Louis Anquetin, Femme sur les Champs-Elysées la nuit, 1891. Huile sur toile, 83,2 x 100 cm. Amsterdam, Van Gogh Museum. © Van Gogh Museum, Amsterdam (purchased with the support from the BankGiro Lottery and the Rembrandt Association)

Louis Anquetin, Femme sur les Champs-Elysées la nuit, 1891.
Huile sur toile, 83,2 x 100 cm. Amsterdam, Van Gogh Museum.
© Van Gogh Museum, Amsterdam (purchased with the support from the BankGiro Lottery and the Rembrandt
Association)

Certains détails apportent du piquant à cette exposition un peu trop bien pensante par certains aspects : un « pique-couille », des cartes de visites ou encore des préservatifs, qui contribuent à donner un aspect concret et presque sociologique à ce panorama ambitieux. Pour ce qui est des deux salles « interdites aux moins de 18 ans », que dire si ce n’est qu’on a l’impression d’être pris pour un benêt? Le propos sur le lien entre la naissance de la photographie et le développement d’images pornographiques est très intéressant et a tout à fait sa place dans l’expo ; mais est-ce vraiment nécessaire de nous bombarder de tant d’images presque identiques, dans des salles étroites et à la scénographie grandiloquente, qui semblent simplement être là pour nous dire « au musée d’Orsay on ose des choses choquantes, vous avez vu ? » ? Personnellement, à part pour faire le buzz, je ne pense pas.

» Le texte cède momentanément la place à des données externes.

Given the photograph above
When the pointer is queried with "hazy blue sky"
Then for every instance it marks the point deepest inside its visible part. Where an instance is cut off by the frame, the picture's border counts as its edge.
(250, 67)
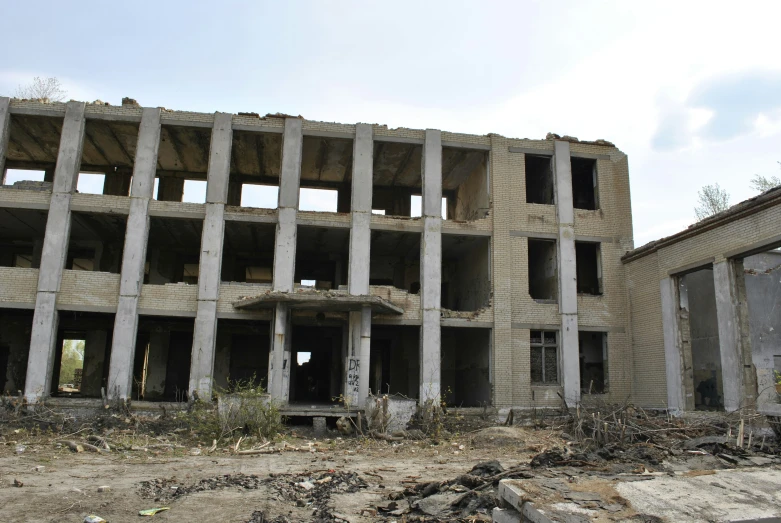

Edouard Manet, Bal masqué à l'Opéra, 1873 Huile sur toile, H. 59,1 ; L. 72,5 cm. Washington, National Gallery of Art © Courtesy The National Gallery of Art, Washington

Edouard Manet, Bal masqué à l’Opéra, 1873
Huile sur toile, H. 59,1 ; L. 72,5 cm. Washington, National Gallery of Art
© Courtesy The National Gallery of Art, Washington

C’est, globalement, le problème de cette exposition. L’idée était intéressante, les œuvres belles, le point de vue sociologique enthousiasmant. Mais où est passée l’ambition présentée dans l’introduction de questionner la condition féminine à travers la prostitution? Au final, cette néanmoins très belle expo par la qualité de ses oeuvres manque de consistance car elle s’est attachée à créer le buzz au détriment des perspectives réelles qui s’offraient à elle. On lui reproche son manque de parti-pris car, oui, quand on veut faire une exposition subversive qui se veut choquante et impertinente, la neutralité ne peut pas être tenue jusqu’au bout. On aurait apprécié, par exemple, en guise de conclusion, une allusion à la situation et à la place actuelle de la prostitution en France, et que l’abolitionnisme ne soit pas évoqué comme unique réponse, merci bien.